# Loading packages
library(readtext)
library(readxl)
library(dplyr)
library(tidyverse)
library(tidytext)
library(tm)
library(textstem)
library(wordcloud)
library(slam)
library(topicmodels)
library(SentimentAnalysis)
The main objective of this paper is to analyse the Federal Open Market Commitee statements using text mining methods and tools provided by R. We start with basic analysis of the length of each statement, through word counts, sentiment analysis and topic modelling.
Federal Open Market Committee (FOMC) is the body of the central bank of United States (the Federal Reserve System). Its main duties is setting the national monetary policy. The FOMC holds eight regularly scheduled meetings per year.
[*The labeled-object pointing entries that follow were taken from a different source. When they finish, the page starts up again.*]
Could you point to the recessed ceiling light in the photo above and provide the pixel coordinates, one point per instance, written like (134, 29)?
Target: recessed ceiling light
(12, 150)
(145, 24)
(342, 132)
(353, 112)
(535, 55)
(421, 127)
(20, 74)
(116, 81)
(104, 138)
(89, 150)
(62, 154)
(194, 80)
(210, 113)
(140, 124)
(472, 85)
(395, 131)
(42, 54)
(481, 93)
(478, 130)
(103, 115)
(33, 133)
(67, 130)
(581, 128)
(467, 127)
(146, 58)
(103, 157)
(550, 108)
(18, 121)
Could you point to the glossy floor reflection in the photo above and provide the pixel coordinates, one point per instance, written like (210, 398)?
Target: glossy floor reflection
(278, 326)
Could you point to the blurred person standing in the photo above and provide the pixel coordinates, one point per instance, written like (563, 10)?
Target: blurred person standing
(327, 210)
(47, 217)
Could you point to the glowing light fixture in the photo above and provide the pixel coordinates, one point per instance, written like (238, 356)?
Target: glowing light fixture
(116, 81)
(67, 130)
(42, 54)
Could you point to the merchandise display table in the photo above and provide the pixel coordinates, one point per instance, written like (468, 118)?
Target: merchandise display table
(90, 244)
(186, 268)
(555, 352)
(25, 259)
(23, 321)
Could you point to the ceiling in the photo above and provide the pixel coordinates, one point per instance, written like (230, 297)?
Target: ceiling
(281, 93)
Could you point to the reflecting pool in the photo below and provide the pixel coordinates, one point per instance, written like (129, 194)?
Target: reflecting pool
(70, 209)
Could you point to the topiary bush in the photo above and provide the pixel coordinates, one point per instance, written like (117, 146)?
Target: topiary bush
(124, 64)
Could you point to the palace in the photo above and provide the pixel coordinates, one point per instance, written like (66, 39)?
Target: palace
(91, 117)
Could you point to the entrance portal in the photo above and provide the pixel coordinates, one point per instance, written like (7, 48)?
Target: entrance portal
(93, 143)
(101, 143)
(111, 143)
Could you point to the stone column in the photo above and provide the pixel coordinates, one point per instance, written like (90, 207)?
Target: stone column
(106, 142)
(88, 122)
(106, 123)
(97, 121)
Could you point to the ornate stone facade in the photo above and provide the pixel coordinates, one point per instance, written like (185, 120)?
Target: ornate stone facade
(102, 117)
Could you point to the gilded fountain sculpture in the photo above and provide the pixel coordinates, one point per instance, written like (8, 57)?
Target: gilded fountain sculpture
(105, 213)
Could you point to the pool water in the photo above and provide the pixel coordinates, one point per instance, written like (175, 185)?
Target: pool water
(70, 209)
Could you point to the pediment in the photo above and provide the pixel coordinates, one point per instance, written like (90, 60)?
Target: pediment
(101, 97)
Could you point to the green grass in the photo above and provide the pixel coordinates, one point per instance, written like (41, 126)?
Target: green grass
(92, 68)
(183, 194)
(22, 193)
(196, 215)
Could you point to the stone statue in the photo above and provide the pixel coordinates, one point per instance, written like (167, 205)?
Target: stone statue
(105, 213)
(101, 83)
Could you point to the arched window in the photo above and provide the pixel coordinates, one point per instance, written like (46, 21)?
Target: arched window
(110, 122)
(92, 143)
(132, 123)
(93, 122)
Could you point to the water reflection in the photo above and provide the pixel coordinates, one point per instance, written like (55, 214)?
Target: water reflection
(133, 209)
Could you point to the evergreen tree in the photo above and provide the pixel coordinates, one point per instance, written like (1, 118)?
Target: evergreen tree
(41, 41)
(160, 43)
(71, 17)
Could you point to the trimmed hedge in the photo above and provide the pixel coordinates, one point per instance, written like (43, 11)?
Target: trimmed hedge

At these meetings, the Committee reviews economic and financial conditions, determines the appropriate stance of monetary policy, and assesses the risks to its long-run goals of price stability and sustainable economic growth. The FOMC consists of 12 voting members: seven members of the Board of Governors, the president of the Federal Reserve Bank of New York and 4 of the remaining 11 Reserve Bank presidents, who serve one-year terms on a rotating basis. All 12 of the Reserve Bank presidents attend FOMC meetings and participate in FOMC discussions, but only the presidents who are Committee members at the time may vote on policy decisions. FOMC meetings typically are held eight times each year in Washington, D.C., and at other times as needed.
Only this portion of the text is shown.